Several fests have banded to develop the regional biz and to bring international attention to local filmmakers.
Dominican Republic, Curacao, Puerto Rico and Guadeloupe sprocket operas will share the best local films to screen and establish initiatives to promote local talent.
The tropical fests have also established the Caribbean Film Market and are developing the Caribbean Film Online Portal, which will give buyers updates on titles and sales information as well as regional production incentives and other info.
"We have a hot product, most people don't know there is a Caribbean film industry," says Emilie Upczak, creative director of the Trinidad & Tobago Film Festival. "But how can we develop an industry in a sustainable way?"
Bruce Paddington, founder and director of the fest, notes they already work together but the agreement takes their partnerships to a new level.

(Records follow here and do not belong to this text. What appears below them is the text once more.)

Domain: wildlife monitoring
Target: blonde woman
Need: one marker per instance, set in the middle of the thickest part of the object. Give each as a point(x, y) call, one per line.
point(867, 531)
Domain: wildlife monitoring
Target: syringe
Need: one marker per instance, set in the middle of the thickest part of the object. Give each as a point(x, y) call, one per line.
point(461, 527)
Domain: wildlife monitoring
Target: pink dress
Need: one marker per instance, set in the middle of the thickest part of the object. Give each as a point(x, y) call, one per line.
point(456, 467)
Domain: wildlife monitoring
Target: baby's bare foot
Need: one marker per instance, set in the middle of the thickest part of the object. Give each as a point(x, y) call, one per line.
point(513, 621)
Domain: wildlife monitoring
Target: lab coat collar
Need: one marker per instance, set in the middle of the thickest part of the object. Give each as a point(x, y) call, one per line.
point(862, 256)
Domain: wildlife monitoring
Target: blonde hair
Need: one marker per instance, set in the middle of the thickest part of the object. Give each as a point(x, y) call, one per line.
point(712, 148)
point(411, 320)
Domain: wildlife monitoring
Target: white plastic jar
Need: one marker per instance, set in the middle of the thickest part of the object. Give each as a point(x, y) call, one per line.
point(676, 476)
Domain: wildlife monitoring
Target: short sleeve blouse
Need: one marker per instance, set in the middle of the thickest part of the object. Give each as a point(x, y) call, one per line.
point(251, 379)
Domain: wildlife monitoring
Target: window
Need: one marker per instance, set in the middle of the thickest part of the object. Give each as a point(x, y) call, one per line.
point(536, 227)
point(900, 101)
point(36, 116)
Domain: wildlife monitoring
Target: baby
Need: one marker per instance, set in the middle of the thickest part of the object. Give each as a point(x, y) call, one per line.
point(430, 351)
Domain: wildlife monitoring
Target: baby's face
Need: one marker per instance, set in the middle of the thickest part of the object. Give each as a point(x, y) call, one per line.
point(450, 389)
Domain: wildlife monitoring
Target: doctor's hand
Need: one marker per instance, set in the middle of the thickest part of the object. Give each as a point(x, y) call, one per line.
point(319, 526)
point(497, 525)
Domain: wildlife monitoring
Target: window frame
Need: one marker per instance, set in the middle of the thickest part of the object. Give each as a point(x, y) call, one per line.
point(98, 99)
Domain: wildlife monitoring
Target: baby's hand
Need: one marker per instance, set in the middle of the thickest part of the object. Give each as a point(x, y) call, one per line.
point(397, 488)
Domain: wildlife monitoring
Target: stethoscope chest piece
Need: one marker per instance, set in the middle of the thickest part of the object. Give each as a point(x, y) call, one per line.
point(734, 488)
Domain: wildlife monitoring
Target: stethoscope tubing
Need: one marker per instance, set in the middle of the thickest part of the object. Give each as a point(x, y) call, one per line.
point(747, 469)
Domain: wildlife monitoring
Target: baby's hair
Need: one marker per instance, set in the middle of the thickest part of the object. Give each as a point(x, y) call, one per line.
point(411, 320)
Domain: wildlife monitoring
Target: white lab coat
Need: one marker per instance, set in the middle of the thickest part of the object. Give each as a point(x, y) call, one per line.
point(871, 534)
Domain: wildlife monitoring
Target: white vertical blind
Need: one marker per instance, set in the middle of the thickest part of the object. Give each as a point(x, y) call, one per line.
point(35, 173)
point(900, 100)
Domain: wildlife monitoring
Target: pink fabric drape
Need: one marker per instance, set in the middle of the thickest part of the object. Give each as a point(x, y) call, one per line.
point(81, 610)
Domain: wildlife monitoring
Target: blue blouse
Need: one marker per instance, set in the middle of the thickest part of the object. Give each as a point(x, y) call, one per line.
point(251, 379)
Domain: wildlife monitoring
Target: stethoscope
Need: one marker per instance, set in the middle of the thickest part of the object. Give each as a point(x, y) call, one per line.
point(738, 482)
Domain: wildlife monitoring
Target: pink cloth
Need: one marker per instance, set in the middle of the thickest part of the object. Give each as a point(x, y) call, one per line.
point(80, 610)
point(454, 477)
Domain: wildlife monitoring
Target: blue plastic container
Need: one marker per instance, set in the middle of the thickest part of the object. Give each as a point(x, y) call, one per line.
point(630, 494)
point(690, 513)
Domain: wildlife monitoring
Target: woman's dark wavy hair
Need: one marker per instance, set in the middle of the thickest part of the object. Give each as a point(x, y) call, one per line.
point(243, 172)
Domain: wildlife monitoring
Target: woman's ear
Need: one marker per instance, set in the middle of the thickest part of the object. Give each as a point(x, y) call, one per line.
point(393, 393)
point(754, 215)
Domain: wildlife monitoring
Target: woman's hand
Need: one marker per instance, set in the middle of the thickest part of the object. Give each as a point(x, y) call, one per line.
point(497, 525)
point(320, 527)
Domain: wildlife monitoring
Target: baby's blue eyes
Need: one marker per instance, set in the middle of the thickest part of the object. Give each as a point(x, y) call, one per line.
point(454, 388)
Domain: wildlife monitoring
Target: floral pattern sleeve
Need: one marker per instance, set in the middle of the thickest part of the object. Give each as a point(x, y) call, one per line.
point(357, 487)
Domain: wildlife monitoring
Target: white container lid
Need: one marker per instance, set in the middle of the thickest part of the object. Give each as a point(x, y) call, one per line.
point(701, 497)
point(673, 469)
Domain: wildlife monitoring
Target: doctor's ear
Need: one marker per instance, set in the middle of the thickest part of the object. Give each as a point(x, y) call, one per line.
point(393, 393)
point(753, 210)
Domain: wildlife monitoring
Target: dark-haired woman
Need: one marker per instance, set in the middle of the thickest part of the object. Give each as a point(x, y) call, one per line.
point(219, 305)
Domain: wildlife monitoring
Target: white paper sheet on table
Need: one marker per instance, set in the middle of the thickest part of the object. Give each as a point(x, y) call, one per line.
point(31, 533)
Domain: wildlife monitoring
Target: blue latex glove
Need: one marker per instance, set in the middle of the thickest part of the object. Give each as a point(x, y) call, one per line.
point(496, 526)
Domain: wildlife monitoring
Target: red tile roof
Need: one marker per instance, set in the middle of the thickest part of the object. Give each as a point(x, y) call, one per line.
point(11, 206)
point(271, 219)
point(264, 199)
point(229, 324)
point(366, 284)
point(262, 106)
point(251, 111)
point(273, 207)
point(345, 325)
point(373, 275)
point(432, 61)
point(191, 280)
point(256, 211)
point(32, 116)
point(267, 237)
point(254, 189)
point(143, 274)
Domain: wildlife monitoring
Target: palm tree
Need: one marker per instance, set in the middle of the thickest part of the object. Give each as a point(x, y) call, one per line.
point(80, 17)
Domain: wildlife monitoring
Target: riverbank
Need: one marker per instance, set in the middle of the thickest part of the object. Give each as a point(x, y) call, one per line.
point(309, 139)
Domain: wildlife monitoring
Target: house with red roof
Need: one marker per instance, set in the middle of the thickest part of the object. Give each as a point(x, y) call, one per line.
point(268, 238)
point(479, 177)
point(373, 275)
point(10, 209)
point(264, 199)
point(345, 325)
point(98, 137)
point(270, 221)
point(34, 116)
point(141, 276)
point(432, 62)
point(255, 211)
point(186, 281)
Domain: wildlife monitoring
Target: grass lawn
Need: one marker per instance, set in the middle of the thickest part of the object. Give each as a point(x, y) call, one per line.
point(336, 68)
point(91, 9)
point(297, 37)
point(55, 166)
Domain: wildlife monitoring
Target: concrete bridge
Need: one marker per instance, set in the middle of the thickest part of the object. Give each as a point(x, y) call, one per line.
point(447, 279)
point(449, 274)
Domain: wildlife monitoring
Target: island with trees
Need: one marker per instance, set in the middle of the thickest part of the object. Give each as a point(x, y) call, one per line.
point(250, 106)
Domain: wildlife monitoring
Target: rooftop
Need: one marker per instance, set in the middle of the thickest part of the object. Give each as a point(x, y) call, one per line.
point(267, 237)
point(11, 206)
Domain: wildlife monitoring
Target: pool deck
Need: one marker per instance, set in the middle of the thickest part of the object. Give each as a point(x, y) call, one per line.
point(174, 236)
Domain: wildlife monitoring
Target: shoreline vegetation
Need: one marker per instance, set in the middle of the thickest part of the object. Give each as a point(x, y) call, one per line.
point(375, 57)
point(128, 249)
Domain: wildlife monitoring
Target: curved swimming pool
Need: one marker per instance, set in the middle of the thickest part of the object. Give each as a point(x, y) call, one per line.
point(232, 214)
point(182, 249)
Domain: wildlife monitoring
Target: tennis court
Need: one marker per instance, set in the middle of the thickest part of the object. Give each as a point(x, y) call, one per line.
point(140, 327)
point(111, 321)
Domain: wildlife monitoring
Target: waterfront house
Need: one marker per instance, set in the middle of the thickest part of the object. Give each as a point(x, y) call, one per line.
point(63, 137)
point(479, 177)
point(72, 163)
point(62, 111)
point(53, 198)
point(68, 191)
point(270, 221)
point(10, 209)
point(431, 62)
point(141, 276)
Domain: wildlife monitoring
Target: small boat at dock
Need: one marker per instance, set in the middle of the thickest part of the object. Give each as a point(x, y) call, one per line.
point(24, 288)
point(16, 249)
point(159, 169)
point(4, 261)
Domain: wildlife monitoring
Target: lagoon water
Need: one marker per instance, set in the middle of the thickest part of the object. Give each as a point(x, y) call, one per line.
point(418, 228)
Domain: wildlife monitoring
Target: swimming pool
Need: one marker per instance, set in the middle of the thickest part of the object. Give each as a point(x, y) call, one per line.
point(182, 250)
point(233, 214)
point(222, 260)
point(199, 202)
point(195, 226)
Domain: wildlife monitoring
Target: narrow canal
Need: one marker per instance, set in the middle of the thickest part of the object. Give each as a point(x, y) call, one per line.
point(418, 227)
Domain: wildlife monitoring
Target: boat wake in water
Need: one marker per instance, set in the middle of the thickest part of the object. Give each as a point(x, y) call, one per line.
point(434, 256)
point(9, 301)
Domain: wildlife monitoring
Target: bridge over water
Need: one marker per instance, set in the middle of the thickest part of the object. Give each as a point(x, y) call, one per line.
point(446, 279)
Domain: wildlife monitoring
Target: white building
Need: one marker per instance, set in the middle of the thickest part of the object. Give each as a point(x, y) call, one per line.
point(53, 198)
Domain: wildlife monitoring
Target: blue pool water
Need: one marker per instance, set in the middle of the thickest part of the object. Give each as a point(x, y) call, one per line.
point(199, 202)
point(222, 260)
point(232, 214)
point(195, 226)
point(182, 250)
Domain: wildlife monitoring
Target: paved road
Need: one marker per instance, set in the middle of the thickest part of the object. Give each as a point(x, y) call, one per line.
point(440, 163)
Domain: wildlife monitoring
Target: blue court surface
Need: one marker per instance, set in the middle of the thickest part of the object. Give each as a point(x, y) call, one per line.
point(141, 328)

The festivals agree to screen films from each island country, including films from Latin America (only nine miles away from Trinidad & Tobago, Paddington points out), Africa, Europe and South Asia since the Caribbean is home to many of Indian descent. One big film to screen at Trinidad and Tobago is "Half a Yellow Sun," which is also screening at Toronto.
The partner festivals will also work closely with the region's film commissions to promote production incentives, and program seminars, talent labs, panels and other development and educational initiatives.
"We've seen that there's a lot of interest from Europe in Caribbean films," Upczak says. "It's a global market now. People are buying content from all over the world. â¦ We're very ambitious. We want to get through to international markets. We want to go up against other indie films from Poland or Italy or the U.K."
The market and online portal will help. The market is to launch in 2014 and will move from festival to festival.
Upczak allows that there's not enough regional content to sustain a big market, but a smaller traveling market with online tools is more cost efficient.